Prosecutorial misconduct, allows defendants to receive shorter sentences.
A USA TODAY investigation has documented 201 cases since 1997 in which federal courts found that prosecutors violated laws or ethics rules. Each was so serious that judges overturned convictions, threw out charges or rebuked the prosecutors. And although the violations tainted no more than a small fraction of the tens of thousands of cases filed in federal courts each year, legal specialists who reviewed the newspaper's work said misconduct is not always uncovered, so the true extent of the problem might never be known.
USA TODAY found that in at least 48 of those cases, the defendants were convicted but, because of prosecutorial misconduct, courts gave them shorter sentences than they would have received otherwise.

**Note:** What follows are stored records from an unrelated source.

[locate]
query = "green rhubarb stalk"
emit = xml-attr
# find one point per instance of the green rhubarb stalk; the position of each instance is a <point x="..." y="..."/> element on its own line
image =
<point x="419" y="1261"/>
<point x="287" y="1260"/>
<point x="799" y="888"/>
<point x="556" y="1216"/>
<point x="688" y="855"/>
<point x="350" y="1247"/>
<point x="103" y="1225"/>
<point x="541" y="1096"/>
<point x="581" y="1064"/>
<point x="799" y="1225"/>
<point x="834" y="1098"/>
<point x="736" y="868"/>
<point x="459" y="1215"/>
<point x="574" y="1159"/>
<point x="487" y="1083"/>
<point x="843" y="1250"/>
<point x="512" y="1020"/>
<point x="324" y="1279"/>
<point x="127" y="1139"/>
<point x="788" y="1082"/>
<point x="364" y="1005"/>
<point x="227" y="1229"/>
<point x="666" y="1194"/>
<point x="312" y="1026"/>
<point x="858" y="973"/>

If prosecutors' chief motive for bending the rules is to ensure that guilty people are locked up, their actions often backfire.
USA TODAY's examination, based on tens of thousands of pages of government documents and court records, found that such arrangements — including promises of lenient sentences — are common when courts overturn convictions because of misconduct by prosecutors. They bring a quick end to cases that could embarrass the department or those in which the passage of time weakens the government's case. In most cases, the arrangements call for defendants to plead guilty to a crime in exchange for a shorter sentence than they originally received.

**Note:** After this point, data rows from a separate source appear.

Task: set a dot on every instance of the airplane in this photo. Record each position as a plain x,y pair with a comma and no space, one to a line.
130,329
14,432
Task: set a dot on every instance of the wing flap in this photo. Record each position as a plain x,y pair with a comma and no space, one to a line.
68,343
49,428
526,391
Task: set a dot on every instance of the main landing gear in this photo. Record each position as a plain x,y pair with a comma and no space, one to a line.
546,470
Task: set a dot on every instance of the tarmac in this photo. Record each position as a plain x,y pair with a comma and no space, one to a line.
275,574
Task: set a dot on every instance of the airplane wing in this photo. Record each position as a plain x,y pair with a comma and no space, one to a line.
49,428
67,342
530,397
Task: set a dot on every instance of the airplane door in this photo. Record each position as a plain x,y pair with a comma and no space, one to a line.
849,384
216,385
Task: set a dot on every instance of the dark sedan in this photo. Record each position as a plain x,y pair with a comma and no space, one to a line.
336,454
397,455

The plea bargains give both sides an opportunity to cut their losses, says Laurie Levenson, a former federal prosecutor who teaches at Loyola Law School in Los Angeles and who reviewed USA TODAY's research.
"From the prosecutors' point of view, they just want to put that one aside and move on. That's an unpleasant memory," she says.
Justice Department records and court files from across the nation show that some of the people who walked away with shorter prison sentences because of misconduct returned to crime almost as soon as they went free.
In Washington, D.C., alone, court records show the Justice Department agreed to shorter prison sentences for at least eight convicted murderers during the past decade after judges and defense attorneys discovered that prosecutors had improperly concealed evidence that could have helped the defendants and their attorneys contest the charges.